TEMPO.CO, Manila - Presiden Filipina Rodrigo Duterte mengingatkan perusahaan-perusahaan tambang untuk sungguh-sungguh mematuhi peraturan lingkungan yang berlaku atau menutup perusahaannya. Filipina, kata Duterte, dapat bertahan hidup tanpa industri pertambangan.
"Kami akan hidup sebagai bangsa tanpa kamu. Anda patuhi sungguh-sungguh standar pemerintah atau kamu tutup," kata Duterte di hadapan wartawan seperti dikutip dari Reuters, 1 Agustus 2016.
Pernyataan Duterte ini dinilai sebagai pernyataan paling keras kepada pengusaha-pengusaha tambang domestik. Beberapa minggu sebelum dilantik sebagai presiden pada 30 Juni lalu, Duterte mengatakan akan menghentikan perusakan terhadap lahan.
Duterte menuturkan dia sanggup menghapus pemasukan dari industri pertambangan yang jumlahnya sebesar US$ 850 juta atau sekitar Rp 11, 1 triliun per tahun.
Menteri Lingkungan dan Sumber Daya Alam Regina Lopez mulai melakukan audit untuk semua area pertambangan pada 8 Juli lalu. Pekan lalu, ia berjanji untuk menutup lebih banyak lagi usaha tambang berdasarkan keluhan penduduk. Usaha pertambangan dianggap telah menghancurkan lingkungan.
Sejauh ini, Filipina telah menutup pengoperasian tujuh tambang nikel lokal setelah dianggap gagal mematuhi peraturan tentang lingkungan.
Danto Bravo, sebagai Presiden Global Ferronickel Holding—perusahaan tambang nikel kedua terbesar di Filipina, mengatakan perlakuan tidak adil dikenakan kepada perusahaan tambang. Alasannya, industri tambang menggunakan lahan kurang dari 20 ribu hektare dari sekitar 30 ribu hektare total lahan di Filipina. Perusahaan tambang juga berkontribusi besar pada perekonomian Filipina.

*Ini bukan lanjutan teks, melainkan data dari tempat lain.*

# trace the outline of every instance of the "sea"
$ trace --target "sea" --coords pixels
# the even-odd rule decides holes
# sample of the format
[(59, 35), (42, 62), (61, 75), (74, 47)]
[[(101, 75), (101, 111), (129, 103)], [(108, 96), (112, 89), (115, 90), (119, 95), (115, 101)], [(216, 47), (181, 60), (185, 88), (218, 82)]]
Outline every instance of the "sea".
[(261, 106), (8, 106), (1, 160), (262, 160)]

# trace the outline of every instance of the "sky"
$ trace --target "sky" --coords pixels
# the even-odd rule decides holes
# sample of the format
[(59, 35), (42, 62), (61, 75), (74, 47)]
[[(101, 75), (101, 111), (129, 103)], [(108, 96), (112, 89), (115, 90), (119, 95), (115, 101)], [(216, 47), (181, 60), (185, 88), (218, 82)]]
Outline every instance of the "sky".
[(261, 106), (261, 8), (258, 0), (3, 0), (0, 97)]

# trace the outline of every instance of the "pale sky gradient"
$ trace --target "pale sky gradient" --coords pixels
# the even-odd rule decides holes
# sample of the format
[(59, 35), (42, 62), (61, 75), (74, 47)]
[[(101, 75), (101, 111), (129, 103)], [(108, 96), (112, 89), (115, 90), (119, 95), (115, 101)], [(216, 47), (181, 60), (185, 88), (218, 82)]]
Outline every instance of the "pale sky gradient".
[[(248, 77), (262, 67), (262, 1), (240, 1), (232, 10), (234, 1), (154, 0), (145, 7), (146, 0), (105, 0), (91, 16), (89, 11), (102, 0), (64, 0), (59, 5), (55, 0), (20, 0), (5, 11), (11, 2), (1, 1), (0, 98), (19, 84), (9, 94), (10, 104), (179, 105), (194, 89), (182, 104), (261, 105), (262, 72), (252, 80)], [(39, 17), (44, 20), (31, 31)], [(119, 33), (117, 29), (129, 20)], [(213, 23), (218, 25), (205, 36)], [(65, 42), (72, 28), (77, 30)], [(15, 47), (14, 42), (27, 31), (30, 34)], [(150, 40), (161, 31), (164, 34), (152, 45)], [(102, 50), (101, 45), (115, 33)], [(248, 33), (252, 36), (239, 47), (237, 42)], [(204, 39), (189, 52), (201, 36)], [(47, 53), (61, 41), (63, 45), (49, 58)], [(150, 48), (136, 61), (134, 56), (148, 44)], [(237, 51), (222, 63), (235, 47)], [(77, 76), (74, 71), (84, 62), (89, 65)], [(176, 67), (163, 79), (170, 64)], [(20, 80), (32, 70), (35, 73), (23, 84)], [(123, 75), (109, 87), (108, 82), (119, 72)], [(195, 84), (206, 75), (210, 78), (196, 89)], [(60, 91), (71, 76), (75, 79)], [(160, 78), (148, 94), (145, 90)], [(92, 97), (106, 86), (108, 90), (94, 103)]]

"Kami berkontribusi sangat banyak pada perekonomian nasional dan pembangunan lokal. Jadi saya pikir kami seharusnya diperlakukan secara adil," ujar Bravo.
Industri tambang berkontribusi kurang dari 1 persen dalam perekonomian Filipina. Sebagian besar merupakan tambang emas, tembaga, dan nikel. Filipina menjadi pemasok nikel terbesar ke Cina sejak 2014, menggantikan Indonesia.